Sector: if spreads on the autos sector as a whole widen or narrow, the trade is unaffected.
Credit: minor changes in the market sentiment toward Distressed Debt Inc. should leave the trade unaffected.


3. Currency risk
• Example: Buy dollar debt on Levi's and sell euro-denominated debt.

• Theory: because the US corporate bond market is more liquid and there is a greater diversity in the investor base, when companies are affected by either positive or negative headline news, it will prompt a less exaggerated response in the dollar market than in euros.

• Neutralizes:
Market: if spreads on credit in general widen or narrow the trade is unaffected.
Sector: if spreads on the autos sector as a whole widen or narrow, the trade is unaffected.
Credit: a change in the market sentiment toward Levi's should leave the position neutral.


4. Credit volatility
• Example: buy exposure to the credit market using a basket-linked note, such as Trac-x or iBoxx. If the fund believes volatility will be high, it will buy both a three- or six-month call and a put option on the index at today's price.

• Theory: an option is worth the amount past the strike price that the underlying asset moves. So, if the market goes up or down by a lot, the value of one option increases by a lot - the other becomes worthless. In theory, high enough volatility will mean that the value of one of the options is greater than the cost of buying the original two options.

Note, the problem with trading the volatility in credit is that no measure yet exists for it, unlike in the equity markets where investors can look to the Vixx as a measure of credit.


5. Correlation between defaults
Correlation trading
• Example - buy the most junior tranche within a collateralized debt obligation or tranched basket-linked note, such as Trac-x or iBoxx. If the correlation between defaults increases, the value of the investment increases.

• Theory: if correlation between default increases, the value of the lowest tranche increases. Since one default is sufficient to wipe out the lowest tranche in a collateralized debt obligation, the investor does not mind.

6. Capital structure arbitrage
A debt and equity strategy that exploits the differences in the pricing of the two markets.
• Example: buy bonds in Distressed Debt Inc. and sell the equity in the same company.

• Theory: Distressed debt companies are usually oversold, especially in Europe where the distressed debt investor base is smaller. If the company goes through Chapter 11 or into liquidation, the bonds will have some recovery value and the equity will go to zero.
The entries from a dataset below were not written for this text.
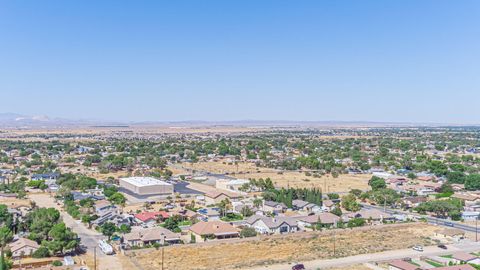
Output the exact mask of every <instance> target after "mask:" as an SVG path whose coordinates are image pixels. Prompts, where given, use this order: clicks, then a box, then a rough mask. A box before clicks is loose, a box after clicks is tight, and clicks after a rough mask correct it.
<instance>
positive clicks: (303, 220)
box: [298, 213, 340, 229]
mask: <svg viewBox="0 0 480 270" xmlns="http://www.w3.org/2000/svg"><path fill="white" fill-rule="evenodd" d="M339 221H340V217H338V216H336V215H334V214H332V213H321V214H318V215H311V216H306V217H300V218H298V226H299V227H300V228H301V229H306V228H314V227H315V225H317V224H318V223H319V222H320V224H321V225H322V226H326V227H335V226H336V225H337V223H338V222H339Z"/></svg>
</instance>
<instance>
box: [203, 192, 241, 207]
mask: <svg viewBox="0 0 480 270" xmlns="http://www.w3.org/2000/svg"><path fill="white" fill-rule="evenodd" d="M204 198H205V204H206V205H213V204H218V203H220V202H221V201H223V200H225V199H228V200H229V201H231V202H235V201H238V200H240V199H241V198H242V196H241V195H240V194H236V193H233V192H229V191H220V192H218V191H212V192H207V193H205V195H204Z"/></svg>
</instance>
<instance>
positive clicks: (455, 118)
mask: <svg viewBox="0 0 480 270" xmlns="http://www.w3.org/2000/svg"><path fill="white" fill-rule="evenodd" d="M451 3H452V2H451V1H433V0H431V1H421V2H420V1H413V0H412V1H401V2H382V1H302V2H298V1H292V2H287V1H239V2H231V1H228V2H227V1H208V2H207V1H205V2H203V1H202V2H199V1H181V2H179V1H174V2H159V1H146V2H142V5H140V4H139V3H138V2H131V3H129V2H117V1H115V2H114V1H102V2H96V1H95V2H94V1H82V2H58V1H21V2H19V1H2V2H1V3H0V36H1V37H2V42H0V59H1V61H0V74H2V79H1V80H0V93H1V96H0V97H1V99H2V101H3V102H2V107H1V108H0V112H13V113H20V114H26V115H39V114H41V115H48V116H49V117H61V118H68V119H98V120H109V121H135V122H140V121H189V120H204V121H238V120H248V119H252V120H269V121H273V120H286V121H373V122H412V123H459V124H479V123H480V122H479V120H478V119H479V117H478V116H479V115H480V106H478V101H479V100H480V76H478V71H479V70H480V50H478V48H480V27H478V26H479V25H480V16H478V14H480V2H478V1H461V2H455V5H452V4H451Z"/></svg>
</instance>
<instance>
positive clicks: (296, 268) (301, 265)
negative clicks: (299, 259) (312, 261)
mask: <svg viewBox="0 0 480 270" xmlns="http://www.w3.org/2000/svg"><path fill="white" fill-rule="evenodd" d="M292 270H305V266H304V265H303V264H301V263H299V264H295V265H294V266H292Z"/></svg>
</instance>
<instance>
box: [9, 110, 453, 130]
mask: <svg viewBox="0 0 480 270" xmlns="http://www.w3.org/2000/svg"><path fill="white" fill-rule="evenodd" d="M155 125H157V126H222V125H224V126H277V127H282V126H283V127H287V126H289V127H292V126H302V127H335V126H337V127H338V126H350V127H381V126H389V127H395V126H398V127H400V126H446V125H449V126H460V124H457V125H453V124H444V123H443V124H442V123H406V122H404V123H398V122H397V123H395V122H373V121H282V120H277V121H276V120H271V121H270V120H239V121H200V120H199V121H142V122H127V121H125V122H120V121H117V122H115V121H102V120H71V119H63V118H51V117H48V116H46V115H33V116H32V115H22V114H17V113H0V128H1V127H3V128H39V127H44V128H53V127H74V126H78V127H84V126H155Z"/></svg>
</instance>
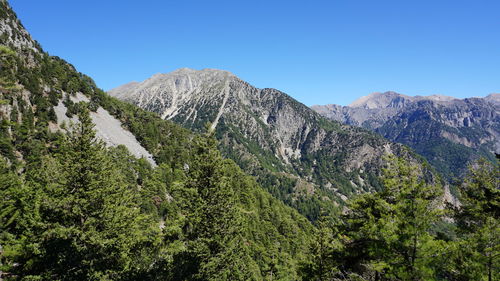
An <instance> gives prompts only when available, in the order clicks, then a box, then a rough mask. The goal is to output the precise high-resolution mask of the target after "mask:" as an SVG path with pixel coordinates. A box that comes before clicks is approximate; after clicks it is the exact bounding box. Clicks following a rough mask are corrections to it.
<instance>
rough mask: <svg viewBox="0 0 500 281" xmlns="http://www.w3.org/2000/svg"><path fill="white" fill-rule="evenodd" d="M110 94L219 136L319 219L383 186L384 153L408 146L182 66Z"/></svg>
mask: <svg viewBox="0 0 500 281" xmlns="http://www.w3.org/2000/svg"><path fill="white" fill-rule="evenodd" d="M109 94H110V95H111V96H114V97H117V98H119V99H121V100H123V101H127V102H129V103H132V104H134V105H137V106H139V107H141V108H144V109H146V110H149V111H152V112H155V113H157V114H158V115H160V116H161V117H162V118H164V119H167V120H171V121H174V122H176V123H178V124H181V125H182V126H184V127H186V128H189V129H192V130H195V131H203V130H205V124H207V123H210V126H211V127H212V128H214V129H215V130H216V135H217V138H218V139H219V141H220V149H221V150H222V151H223V153H224V155H226V156H227V157H229V158H231V159H233V160H234V161H236V162H237V163H238V164H239V165H240V166H241V167H242V168H243V169H244V170H245V171H249V172H250V173H252V174H253V175H256V176H257V177H258V179H259V182H260V183H261V184H262V185H263V186H265V187H266V188H267V189H268V190H269V191H270V192H271V193H272V194H273V195H274V196H276V197H277V198H280V199H281V200H283V201H284V202H286V203H287V204H289V205H291V206H294V207H295V208H297V209H298V210H300V211H301V213H303V214H305V215H306V216H308V217H309V218H310V219H314V218H316V217H317V216H318V214H319V210H320V208H321V207H324V208H333V207H334V206H337V205H339V204H340V205H342V202H343V200H345V199H346V198H348V197H350V196H352V195H354V194H358V193H362V192H368V191H374V190H377V189H379V188H380V183H379V182H378V176H379V175H380V171H381V168H382V167H383V165H384V160H383V155H385V154H388V153H393V154H396V155H407V156H408V154H410V153H409V152H407V151H406V150H405V149H404V148H403V146H401V145H398V144H394V143H391V142H389V141H387V140H385V139H383V138H382V137H379V136H378V135H376V134H374V133H372V132H370V131H368V130H365V129H361V128H356V127H352V126H348V125H343V124H341V123H339V122H336V121H329V120H327V119H326V118H323V117H322V116H320V115H319V114H317V113H316V112H314V111H313V110H311V109H310V108H308V107H307V106H305V105H303V104H301V103H300V102H298V101H296V100H294V99H293V98H291V97H290V96H288V95H287V94H285V93H283V92H280V91H278V90H276V89H269V88H265V89H258V88H255V87H253V86H252V85H250V84H249V83H247V82H245V81H243V80H241V79H239V78H238V77H236V76H235V75H234V74H232V73H230V72H227V71H222V70H215V69H203V70H193V69H188V68H183V69H179V70H176V71H174V72H171V73H168V74H156V75H153V76H152V77H151V78H149V79H147V80H145V81H143V82H132V83H128V84H125V85H123V86H120V87H118V88H116V89H113V90H111V91H109Z"/></svg>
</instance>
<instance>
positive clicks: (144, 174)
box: [0, 0, 500, 281]
mask: <svg viewBox="0 0 500 281" xmlns="http://www.w3.org/2000/svg"><path fill="white" fill-rule="evenodd" d="M61 40H64V39H63V38H62V39H61ZM319 108H322V107H319ZM325 108H326V109H325ZM331 108H333V109H335V110H337V109H338V110H339V111H338V112H336V111H335V112H334V110H331ZM315 109H318V108H317V107H315ZM323 109H325V110H323V111H322V112H321V113H322V114H325V115H328V112H330V113H331V114H332V116H340V117H338V120H332V118H333V117H332V116H328V117H325V116H323V115H322V114H320V113H318V112H316V111H315V110H313V109H311V108H309V107H307V106H305V105H304V104H302V103H300V102H298V101H296V100H295V99H293V98H292V97H290V96H288V95H287V94H285V93H283V92H281V91H279V90H276V89H269V88H265V89H259V88H256V87H253V86H252V85H250V84H249V83H247V82H245V81H243V80H241V79H239V78H238V77H236V76H235V75H233V74H232V73H230V72H227V71H222V70H215V69H203V70H193V69H188V68H184V69H179V70H177V71H174V72H172V73H168V74H157V75H154V76H153V77H151V78H149V79H147V80H145V81H143V82H132V83H129V84H126V85H124V86H121V87H118V88H116V89H114V90H112V91H110V92H109V94H108V93H106V92H104V91H103V90H101V89H99V88H98V87H97V85H96V84H95V83H94V81H93V80H92V79H91V78H90V77H89V76H87V75H85V74H83V73H80V72H78V71H77V70H76V68H75V67H74V66H72V65H71V64H69V63H68V62H66V61H65V60H63V59H61V58H59V57H55V56H51V55H49V54H48V53H47V52H45V51H44V50H43V49H42V47H41V46H40V44H38V43H37V42H36V41H35V40H33V39H32V38H31V36H30V34H29V33H28V31H27V30H26V29H25V28H24V27H23V25H22V24H21V22H20V21H19V19H18V18H17V16H16V14H15V13H14V11H13V10H12V9H11V7H10V5H9V4H8V2H7V1H6V0H0V198H1V200H0V280H4V279H5V280H199V281H202V280H410V279H412V280H413V279H414V280H444V279H450V280H486V279H487V278H489V279H490V280H492V278H493V276H498V270H497V269H498V268H500V266H499V265H498V260H495V258H494V257H495V256H494V254H492V253H495V251H496V252H498V249H497V248H498V247H497V246H496V245H500V243H497V242H498V241H497V240H498V235H497V234H498V225H499V223H498V217H499V212H498V208H497V207H498V206H500V204H499V195H500V194H499V192H498V188H497V187H498V184H497V183H498V182H499V178H498V176H499V172H498V168H499V167H498V162H497V166H494V165H492V163H490V162H487V161H482V160H481V161H478V162H477V163H476V166H475V168H474V169H471V170H470V173H469V174H468V175H467V177H465V178H464V182H465V184H462V185H459V186H455V187H456V189H455V190H451V191H450V188H449V187H450V185H448V184H446V183H445V182H444V181H443V180H441V178H440V177H439V174H438V173H437V172H436V169H437V170H439V171H441V172H442V173H443V172H446V171H447V170H446V169H445V168H448V169H451V168H454V166H453V161H456V163H455V164H457V165H464V163H466V162H467V161H469V160H470V159H472V158H474V157H478V156H480V155H486V156H491V155H493V154H492V152H494V151H495V149H496V148H497V147H498V141H497V140H498V138H497V137H498V119H497V118H498V117H497V116H498V112H497V109H498V95H490V96H489V97H487V98H484V99H465V100H457V99H453V98H449V97H443V96H433V97H407V96H403V95H400V94H396V93H386V94H375V95H371V96H369V97H366V98H362V99H360V100H358V101H357V102H355V103H354V104H353V105H352V106H351V107H349V108H343V107H338V106H325V107H324V108H323ZM351 109H352V110H353V111H352V112H356V114H354V113H344V112H350V110H351ZM320 111H321V110H320ZM333 119H335V118H333ZM367 124H369V125H367ZM392 135H394V136H396V135H397V137H391V136H392ZM384 136H385V137H384ZM404 140H407V144H408V145H409V146H412V147H413V149H414V150H415V151H417V152H419V153H422V155H423V156H424V157H426V158H427V159H428V161H429V162H430V163H431V164H432V166H431V165H429V163H428V162H427V161H426V160H425V159H424V158H423V157H422V156H420V155H418V154H417V153H415V151H414V150H412V148H410V147H408V146H406V145H405V144H403V143H405V141H404ZM395 141H397V142H395ZM398 142H400V143H398ZM421 145H424V146H428V147H430V148H431V149H434V150H430V151H431V152H432V151H434V152H436V153H438V154H426V152H428V151H427V150H425V149H424V150H421ZM443 150H444V151H445V152H446V153H444V154H443ZM449 151H452V152H454V153H456V154H457V155H458V156H457V157H456V158H446V155H448V154H447V153H448V152H449ZM439 153H441V154H439ZM467 153H470V154H467ZM453 155H455V154H453ZM434 156H435V157H434ZM440 157H441V158H440ZM452 160H453V161H452ZM439 164H442V166H440V165H439ZM433 166H434V167H433ZM457 167H458V166H457ZM451 172H454V171H451ZM442 183H444V185H443V184H442ZM443 189H444V192H443ZM454 191H455V192H456V193H453V192H454ZM455 196H457V197H456V198H458V199H459V200H461V201H460V202H456V201H455V199H456V198H455ZM443 201H453V202H452V203H457V204H453V205H450V206H448V207H449V208H447V212H443ZM448 211H449V212H448ZM444 214H446V216H445V215H444ZM492 245H493V246H492ZM485 258H486V259H485Z"/></svg>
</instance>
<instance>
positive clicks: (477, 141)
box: [312, 92, 500, 179]
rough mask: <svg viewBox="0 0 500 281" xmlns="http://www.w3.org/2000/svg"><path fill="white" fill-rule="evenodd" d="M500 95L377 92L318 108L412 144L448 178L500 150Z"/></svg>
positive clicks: (456, 173) (349, 120) (463, 172)
mask: <svg viewBox="0 0 500 281" xmlns="http://www.w3.org/2000/svg"><path fill="white" fill-rule="evenodd" d="M499 96H500V95H499V94H491V95H489V96H487V97H485V98H468V99H463V100H460V99H455V98H452V97H446V96H438V95H435V96H428V97H423V96H416V97H410V96H405V95H401V94H398V93H394V92H386V93H374V94H371V95H369V96H366V97H362V98H360V99H358V100H357V101H355V102H353V103H352V104H351V105H349V106H338V105H324V106H320V105H318V106H313V107H312V108H313V109H314V110H315V111H316V112H318V113H320V114H322V115H323V116H325V117H327V118H329V119H332V120H337V121H340V122H343V123H346V124H350V125H355V126H360V127H364V128H367V129H371V130H373V131H375V132H377V133H379V134H381V135H382V136H384V137H386V138H387V139H389V140H391V141H394V142H398V143H402V144H405V145H408V146H410V147H412V148H413V149H414V150H415V151H416V152H417V153H419V154H420V155H422V156H424V157H425V158H426V159H427V160H428V161H429V162H430V163H431V164H432V165H433V166H434V167H435V168H436V169H437V170H438V171H439V172H440V173H442V174H443V175H444V176H446V177H447V178H448V179H452V178H454V177H461V176H463V175H464V173H465V171H466V168H467V165H468V164H469V163H471V162H473V161H475V160H477V159H478V158H479V157H481V156H483V157H486V158H489V159H490V160H492V161H493V160H494V153H495V152H496V153H499V152H500V125H499V124H500V114H499V113H500V103H499V102H498V97H499Z"/></svg>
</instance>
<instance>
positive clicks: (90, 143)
mask: <svg viewBox="0 0 500 281" xmlns="http://www.w3.org/2000/svg"><path fill="white" fill-rule="evenodd" d="M79 119H80V123H79V124H78V125H77V127H76V128H74V129H73V131H72V132H71V133H70V137H69V139H68V141H66V142H65V143H63V145H62V147H61V154H60V155H58V156H57V157H56V162H57V163H56V164H54V165H48V169H54V171H45V173H40V174H39V175H38V177H39V179H40V180H39V181H36V182H34V183H33V184H34V185H35V186H37V187H35V188H34V189H41V190H43V198H42V200H41V203H40V207H39V210H40V217H41V218H40V222H38V224H37V232H39V233H36V235H35V236H33V237H31V239H32V241H30V242H31V243H33V244H35V245H36V246H37V248H36V249H34V251H33V253H32V256H31V257H30V259H29V260H27V261H26V262H25V263H23V266H21V267H19V272H18V274H19V275H20V276H25V277H28V276H31V277H30V278H43V279H51V280H111V279H112V280H122V279H127V278H133V277H134V276H137V274H139V276H140V274H141V272H146V271H147V270H148V268H149V267H150V265H151V263H152V262H153V261H152V260H151V258H148V257H154V255H151V251H154V249H155V244H156V242H157V241H155V240H156V239H157V237H159V235H158V225H157V224H156V223H155V222H154V220H152V219H151V217H149V216H146V215H144V214H141V212H140V208H139V206H138V204H137V202H138V200H137V198H136V195H135V194H136V192H137V190H132V189H131V187H130V186H128V185H127V184H126V181H125V180H124V179H123V176H122V175H121V174H119V173H118V170H117V169H116V168H114V166H113V165H112V162H111V160H110V157H109V156H108V155H107V152H106V149H105V148H104V146H103V144H102V142H99V141H97V140H96V139H95V132H94V131H93V124H92V121H91V118H90V115H89V113H88V110H83V111H82V112H81V113H80V114H79ZM48 175H50V176H48Z"/></svg>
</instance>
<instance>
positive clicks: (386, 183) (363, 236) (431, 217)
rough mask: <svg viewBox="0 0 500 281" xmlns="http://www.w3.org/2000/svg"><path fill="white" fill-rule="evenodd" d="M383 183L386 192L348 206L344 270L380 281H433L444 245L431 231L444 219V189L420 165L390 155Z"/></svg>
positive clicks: (357, 199) (346, 221) (375, 193)
mask: <svg viewBox="0 0 500 281" xmlns="http://www.w3.org/2000/svg"><path fill="white" fill-rule="evenodd" d="M383 183H384V190H383V191H382V192H378V193H374V194H367V195H363V196H361V197H360V198H358V199H356V200H354V201H352V202H351V203H350V205H349V209H350V211H349V212H348V214H347V216H346V223H347V224H346V227H347V229H346V230H347V236H348V238H349V239H348V240H347V243H346V247H347V251H348V252H347V257H346V261H348V262H347V263H346V264H345V265H344V266H345V269H347V270H352V271H353V272H362V271H364V272H365V273H366V275H367V276H369V277H370V278H374V279H375V280H380V279H381V278H384V279H391V278H395V279H401V280H432V279H433V278H435V272H434V268H433V262H434V260H435V258H436V257H438V256H439V251H440V250H441V248H442V245H441V244H440V242H439V241H436V240H435V239H434V237H433V236H432V235H431V234H430V230H431V228H432V226H433V225H434V224H435V223H436V222H438V221H439V220H440V214H441V211H439V209H438V208H437V207H438V203H439V200H438V199H440V195H441V188H440V187H439V185H434V184H428V183H426V181H425V179H424V176H423V171H422V169H421V168H419V167H418V166H417V165H416V164H410V163H407V162H406V161H405V160H404V159H400V158H397V159H396V158H389V159H388V167H387V168H386V169H384V176H383ZM349 263H351V264H349Z"/></svg>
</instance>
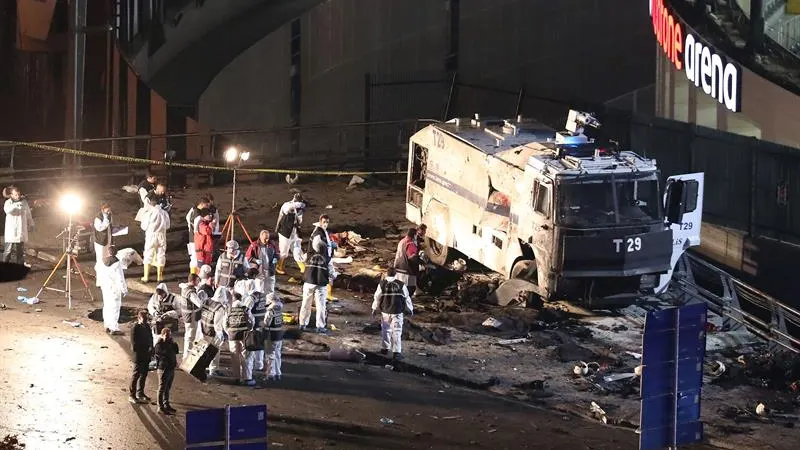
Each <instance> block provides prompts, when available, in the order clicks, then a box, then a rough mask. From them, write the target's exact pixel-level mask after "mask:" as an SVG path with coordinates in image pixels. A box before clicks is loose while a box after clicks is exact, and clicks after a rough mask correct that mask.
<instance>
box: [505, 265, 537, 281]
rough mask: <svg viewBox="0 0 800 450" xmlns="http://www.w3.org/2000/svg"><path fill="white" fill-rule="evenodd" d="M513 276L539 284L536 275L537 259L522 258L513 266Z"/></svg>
mask: <svg viewBox="0 0 800 450" xmlns="http://www.w3.org/2000/svg"><path fill="white" fill-rule="evenodd" d="M511 278H516V279H519V280H527V281H530V282H531V283H534V284H539V279H538V278H537V277H536V261H534V260H531V259H521V260H518V261H517V262H515V263H514V266H513V267H511Z"/></svg>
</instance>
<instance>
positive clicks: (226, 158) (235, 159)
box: [225, 147, 239, 162]
mask: <svg viewBox="0 0 800 450" xmlns="http://www.w3.org/2000/svg"><path fill="white" fill-rule="evenodd" d="M238 157H239V150H237V149H236V147H228V149H227V150H225V161H228V162H234V161H236V158H238Z"/></svg>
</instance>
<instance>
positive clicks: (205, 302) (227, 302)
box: [200, 268, 232, 376]
mask: <svg viewBox="0 0 800 450" xmlns="http://www.w3.org/2000/svg"><path fill="white" fill-rule="evenodd" d="M201 272H202V268H201ZM231 298H232V294H231V291H230V290H228V288H225V287H219V288H217V290H216V291H215V292H214V296H213V297H211V298H209V299H207V300H206V302H205V304H204V305H203V307H202V308H201V309H200V330H201V331H202V333H203V336H205V337H206V338H208V339H212V340H215V341H216V342H215V345H217V346H218V347H219V350H220V351H219V352H217V355H216V356H215V357H214V359H213V360H211V363H210V364H209V365H208V372H209V374H211V375H212V376H219V375H221V373H220V372H219V354H220V352H221V351H222V345H223V344H224V343H225V314H226V311H225V310H226V309H227V307H228V305H229V304H230V301H231Z"/></svg>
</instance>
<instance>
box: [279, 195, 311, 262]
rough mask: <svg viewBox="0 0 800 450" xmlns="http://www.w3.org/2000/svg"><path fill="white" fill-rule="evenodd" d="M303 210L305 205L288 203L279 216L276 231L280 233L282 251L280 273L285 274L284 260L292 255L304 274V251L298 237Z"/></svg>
mask: <svg viewBox="0 0 800 450" xmlns="http://www.w3.org/2000/svg"><path fill="white" fill-rule="evenodd" d="M303 208H305V203H303V202H296V201H292V200H290V201H288V202H286V203H284V204H283V205H282V206H281V210H280V213H279V214H278V224H277V225H276V226H275V230H276V231H277V232H278V250H279V251H280V261H279V263H278V268H277V270H278V273H282V272H283V264H284V260H285V259H286V258H288V257H289V253H290V252H291V253H292V256H293V257H294V260H295V262H296V263H297V266H298V267H299V268H300V271H301V272H302V271H303V269H304V265H303V250H302V248H301V247H300V244H301V242H302V240H301V239H300V238H299V237H298V236H297V226H298V225H299V224H301V223H303Z"/></svg>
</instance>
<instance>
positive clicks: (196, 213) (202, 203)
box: [186, 197, 208, 273]
mask: <svg viewBox="0 0 800 450" xmlns="http://www.w3.org/2000/svg"><path fill="white" fill-rule="evenodd" d="M207 207H208V199H207V198H205V197H203V198H201V199H200V201H198V202H197V204H196V205H195V206H193V207H192V209H190V210H189V212H188V213H186V226H187V227H188V228H189V243H188V244H186V250H187V251H188V252H189V273H199V272H200V265H199V264H198V262H197V252H196V251H195V248H194V234H195V233H197V224H198V223H199V222H200V219H202V217H200V211H205V209H206V208H207Z"/></svg>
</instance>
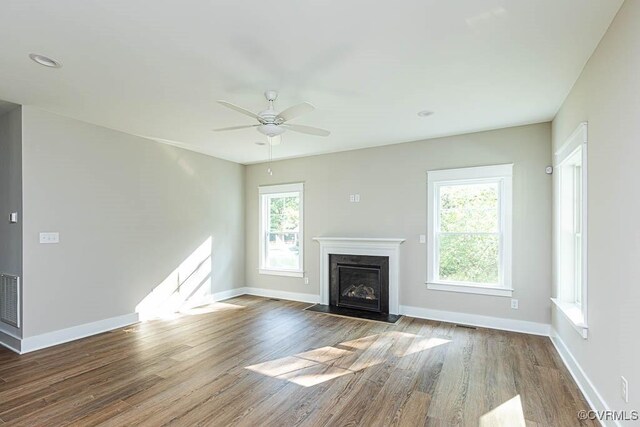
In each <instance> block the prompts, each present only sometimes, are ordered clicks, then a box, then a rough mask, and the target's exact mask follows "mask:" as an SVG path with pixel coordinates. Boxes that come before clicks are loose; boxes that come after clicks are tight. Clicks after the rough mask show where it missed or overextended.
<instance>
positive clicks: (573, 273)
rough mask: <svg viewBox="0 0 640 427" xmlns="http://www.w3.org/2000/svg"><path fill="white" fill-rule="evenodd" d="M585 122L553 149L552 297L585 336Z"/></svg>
mask: <svg viewBox="0 0 640 427" xmlns="http://www.w3.org/2000/svg"><path fill="white" fill-rule="evenodd" d="M586 166H587V124H586V123H583V124H581V125H580V126H579V127H578V129H576V131H575V132H574V133H573V134H572V135H571V136H570V137H569V139H568V140H567V141H566V142H565V143H564V144H563V145H562V146H561V147H560V149H559V150H558V151H557V152H556V153H555V165H554V169H555V171H556V177H555V188H556V189H557V191H556V206H557V210H556V218H555V219H556V225H557V226H556V230H555V235H556V251H555V254H556V284H557V292H556V297H555V298H552V300H553V302H554V303H555V304H556V305H557V306H558V308H559V309H560V310H561V312H562V313H563V314H564V315H565V316H566V317H567V318H568V319H569V320H570V322H571V324H572V325H573V326H574V327H575V328H576V330H578V332H579V333H580V335H582V337H583V338H586V337H587V311H586V306H587V305H586V298H587V295H586V294H587V280H586V271H587V270H586V256H587V246H586V245H587V241H586V236H585V234H586V195H587V192H586V177H587V170H586Z"/></svg>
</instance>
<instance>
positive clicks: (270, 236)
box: [258, 183, 304, 277]
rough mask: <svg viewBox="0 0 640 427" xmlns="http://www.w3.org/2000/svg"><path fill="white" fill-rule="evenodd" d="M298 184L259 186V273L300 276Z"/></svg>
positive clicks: (302, 221) (300, 211)
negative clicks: (259, 229)
mask: <svg viewBox="0 0 640 427" xmlns="http://www.w3.org/2000/svg"><path fill="white" fill-rule="evenodd" d="M303 192H304V186H303V184H302V183H296V184H283V185H269V186H262V187H259V190H258V193H259V197H260V200H259V203H260V252H259V253H260V273H262V274H276V275H283V276H294V277H302V276H303V275H304V269H303V261H304V256H303V249H304V245H303V242H304V239H303V229H304V227H303V205H304V203H303Z"/></svg>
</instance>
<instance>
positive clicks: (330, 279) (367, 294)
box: [329, 254, 389, 313]
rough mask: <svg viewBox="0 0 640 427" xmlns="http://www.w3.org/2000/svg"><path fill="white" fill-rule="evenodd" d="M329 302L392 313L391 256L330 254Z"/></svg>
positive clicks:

If the company recovers, the equity short can be removed and the bonds will appreciate.

• Neutralizes:
Market: if spreads on credits in general widen or narrow, the trade is unaffected.
Sector: minor changes in market sentiment toward Distressed Debt Inc. should leave the trade unaffected.


7. Convertible arbitrage
In reality this is either a long-only credit strategy or a credit neutral because of the difficulty in short-selling convertibles.
• Example: buy a convertible bond and short the underlying equity.

• Theory: a convertible is a bond with an option to buy equity. When the equity market is volatile this option becomes more valuable because it is more likely to be exercised. The hedge fund will also short-sell the equity to hedge the exposure from the equity option.

Hedge funds have continued to make money with a convertible arbitrage strategy in 2003 largely because of the tightening in credit spreads. Because volatility in the equity market has been low – the Vixx is around 20 – the strategy has really become a long credit one.